Bundesgesundheitsminister Karl Lauterbach (SPD) möchte die Krankenhäuser grundlegend reformieren – doch aus den Ländern gibt es Widerstand. (picture alliance / dpa / Frank Molter)
Wenn sich alles durchsetzen ließe, was Karl Lauterbach an Reformplänen für die Krankenhäuser in dieser Woche vorgestellt hat, dann würde in der Tat einiges besser in Deutschlands Hospitälern, dann wäre viel gewonnen für die Pflegekräfte und Patienten, dann hätte sich viel getan bei der Gesundheitsversorgung in diesem Land. Wenn sich alles durchsetzen ließe, ja dann gäbe es handfeste Verbesserungen im Gesundheitswesen.
An Reformempfehlungen ist einiges dran
Auch wenn man nicht davon tönt, eine Revolution losgetreten oder das Primat der Ökonomie vor der Medizin gebrochen zu haben – so vollmundig war ja Karl Lauterbach –, auch wenn man´s etwas ruhiger angehen lässt, dann bleibt unterm Strich: Ja, an Lauterbachs Reform – genauer an den Reformempfehlungen seiner Expertinnen und Experten – da ist einiges dran.
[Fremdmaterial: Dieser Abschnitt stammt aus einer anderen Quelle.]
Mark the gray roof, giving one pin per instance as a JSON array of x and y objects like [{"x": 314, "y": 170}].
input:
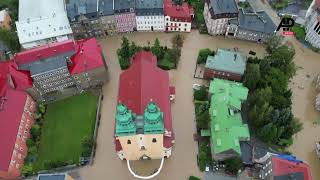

Desolater Zustand der deutschen Kliniklandschaft
Und Reform tut auch not. Auch ohne Covid-Pandemie und Mangelversorgung bei Krankenhausbetten für Kinder, ist Deutschlands Kliniklandschaft in einem desolaten Zustand. Jedes fünfte Krankenhaus ist in wirtschaftlicher Schieflage. Pflegekräfte arbeiten am Limit und drüber hinaus. In einzelnen Regionen Deutschlands sollte man besser nicht allzu eilig entbinden müssen oder besser keinen Schlaganfall bekommen, in anderen Regionen hingegen verhält es sich mit der Auswahl an Operationsmöglichkeiten fürs neue Knie wie mit der Auswahl an der Käse-Theke im Delikatessen-Geschäft – üppig und unübersichtlich.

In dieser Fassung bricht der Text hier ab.